La structuration du capital d'une holding et la rédaction des statuts font partie de l'accompagnement proposé lors d'une création de société.
Un exemple concret
Deux associés, à parts égales, exploitent depuis plusieurs années une société de plomberie-chauffage qui dégage un chiffre d'affaires confortable, sans salarié. Approchant de la clôture de leur septième exercice, ils constatent que la charge d'impôt sur les sociétés devient significative et souhaitent, en parallèle, commencer à organiser leur patrimoine dans une optique de transmission future à leurs enfants respectifs.
La solution retenue : créer deux holdings sous forme de SAS, détenues individuellement par chacun des associés, puis y apporter chacun 50 % des parts de leur société d'exploitation. Contrôlant chacun sa propre holding, les deux associés bénéficient automatiquement du report d'imposition sur la plus-value constatée lors de l'apport. Un pacte d'associés vient encadrer la relation entre les deux holdings au capital de la société d'exploitation : modalités de valorisation des parts en cas de décès ou de séparation, droit de priorité en cas de cession, droit de regard sur l'entrée d'un tiers. En parallèle, une SCI détenue à parité par les deux holdings est constituée pour porter un projet d'acquisition immobilière commun, chaque associé conservant par ailleurs la possibilité de mener, via sa propre holding, des investissements immobiliers personnels sans engager l'autre.

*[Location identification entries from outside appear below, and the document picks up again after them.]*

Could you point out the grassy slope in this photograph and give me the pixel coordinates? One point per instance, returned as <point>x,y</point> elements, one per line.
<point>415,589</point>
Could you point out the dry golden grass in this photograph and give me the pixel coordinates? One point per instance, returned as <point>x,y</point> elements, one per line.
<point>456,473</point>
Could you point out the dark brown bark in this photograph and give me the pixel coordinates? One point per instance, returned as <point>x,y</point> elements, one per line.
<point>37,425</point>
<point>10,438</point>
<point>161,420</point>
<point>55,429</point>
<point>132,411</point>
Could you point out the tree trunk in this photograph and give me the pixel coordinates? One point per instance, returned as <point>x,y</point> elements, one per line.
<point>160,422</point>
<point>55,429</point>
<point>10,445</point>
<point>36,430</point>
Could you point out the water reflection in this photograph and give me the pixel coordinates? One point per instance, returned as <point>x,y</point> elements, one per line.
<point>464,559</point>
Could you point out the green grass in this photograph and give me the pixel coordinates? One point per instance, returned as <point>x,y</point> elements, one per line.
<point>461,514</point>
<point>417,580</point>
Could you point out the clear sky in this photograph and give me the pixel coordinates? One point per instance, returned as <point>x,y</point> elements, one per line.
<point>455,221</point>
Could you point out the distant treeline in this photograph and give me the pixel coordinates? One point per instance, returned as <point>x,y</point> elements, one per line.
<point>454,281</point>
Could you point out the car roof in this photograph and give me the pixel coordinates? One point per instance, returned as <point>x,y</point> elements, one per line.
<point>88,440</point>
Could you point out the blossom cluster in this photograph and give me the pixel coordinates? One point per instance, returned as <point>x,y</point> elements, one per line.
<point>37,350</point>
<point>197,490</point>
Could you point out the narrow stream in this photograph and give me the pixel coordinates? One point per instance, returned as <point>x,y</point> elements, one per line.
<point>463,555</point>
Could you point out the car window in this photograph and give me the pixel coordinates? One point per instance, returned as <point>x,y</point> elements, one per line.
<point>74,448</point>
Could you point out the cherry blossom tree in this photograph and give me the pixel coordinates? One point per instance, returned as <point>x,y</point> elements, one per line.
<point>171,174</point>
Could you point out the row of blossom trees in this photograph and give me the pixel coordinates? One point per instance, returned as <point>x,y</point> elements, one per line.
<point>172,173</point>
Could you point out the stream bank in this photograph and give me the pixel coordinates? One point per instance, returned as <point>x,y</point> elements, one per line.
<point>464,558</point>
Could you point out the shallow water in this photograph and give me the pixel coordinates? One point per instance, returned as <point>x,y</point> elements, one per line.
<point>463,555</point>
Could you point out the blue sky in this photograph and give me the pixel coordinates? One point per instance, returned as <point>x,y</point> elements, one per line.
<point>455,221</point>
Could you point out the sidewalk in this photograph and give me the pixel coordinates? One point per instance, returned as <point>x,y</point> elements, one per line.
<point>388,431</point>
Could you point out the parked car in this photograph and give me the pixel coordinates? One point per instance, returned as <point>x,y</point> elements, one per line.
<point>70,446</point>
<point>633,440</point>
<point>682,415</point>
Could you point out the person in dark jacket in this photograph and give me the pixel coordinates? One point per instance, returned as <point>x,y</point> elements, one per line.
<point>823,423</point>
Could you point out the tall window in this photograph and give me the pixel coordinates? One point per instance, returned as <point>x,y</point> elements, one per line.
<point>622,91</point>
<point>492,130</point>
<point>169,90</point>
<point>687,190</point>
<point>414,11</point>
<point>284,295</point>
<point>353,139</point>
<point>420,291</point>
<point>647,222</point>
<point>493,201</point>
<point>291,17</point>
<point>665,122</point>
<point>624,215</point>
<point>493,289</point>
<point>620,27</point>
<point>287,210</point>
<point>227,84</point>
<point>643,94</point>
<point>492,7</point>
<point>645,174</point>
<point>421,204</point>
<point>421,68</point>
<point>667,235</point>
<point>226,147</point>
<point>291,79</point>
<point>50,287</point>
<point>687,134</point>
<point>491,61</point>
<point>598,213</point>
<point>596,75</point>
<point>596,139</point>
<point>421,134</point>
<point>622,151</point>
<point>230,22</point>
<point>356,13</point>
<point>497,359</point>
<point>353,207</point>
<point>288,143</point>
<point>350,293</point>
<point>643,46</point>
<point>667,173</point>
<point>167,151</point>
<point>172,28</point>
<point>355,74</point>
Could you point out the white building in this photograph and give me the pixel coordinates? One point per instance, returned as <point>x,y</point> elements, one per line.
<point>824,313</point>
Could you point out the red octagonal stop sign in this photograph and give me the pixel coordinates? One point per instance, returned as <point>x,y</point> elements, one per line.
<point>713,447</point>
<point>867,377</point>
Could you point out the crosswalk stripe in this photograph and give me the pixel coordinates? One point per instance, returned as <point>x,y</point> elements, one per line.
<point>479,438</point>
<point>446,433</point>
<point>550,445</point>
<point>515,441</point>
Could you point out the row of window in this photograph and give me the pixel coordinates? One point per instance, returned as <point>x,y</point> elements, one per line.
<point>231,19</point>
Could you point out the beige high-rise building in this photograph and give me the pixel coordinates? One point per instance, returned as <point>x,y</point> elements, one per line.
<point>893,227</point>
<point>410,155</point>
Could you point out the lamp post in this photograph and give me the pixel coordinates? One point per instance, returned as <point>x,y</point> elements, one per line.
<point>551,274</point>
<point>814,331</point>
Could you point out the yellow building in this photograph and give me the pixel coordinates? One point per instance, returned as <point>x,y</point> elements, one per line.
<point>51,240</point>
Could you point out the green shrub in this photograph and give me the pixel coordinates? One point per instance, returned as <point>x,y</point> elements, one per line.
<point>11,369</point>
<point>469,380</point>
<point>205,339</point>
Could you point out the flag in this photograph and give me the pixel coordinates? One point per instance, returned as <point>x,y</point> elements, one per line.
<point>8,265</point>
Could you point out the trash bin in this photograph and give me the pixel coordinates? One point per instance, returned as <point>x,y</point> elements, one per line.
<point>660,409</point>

Ce schéma illustre bien l'intérêt du report d'imposition : il permet de restructurer la détention du capital et de préparer la suite — transmission, diversification patrimoniale — sans que l'opération d'apport elle-même déclenche une imposition immédiate, dès lors que les conditions de contrôle sont réunies et que l'opération répond à une logique économique réelle et non à la seule optimisation fiscale.
Exemple librement inspiré de situations rencontrées en pratique, entièrement généralisé : aucun nom, aucune société, aucun chiffre réel n'est repris.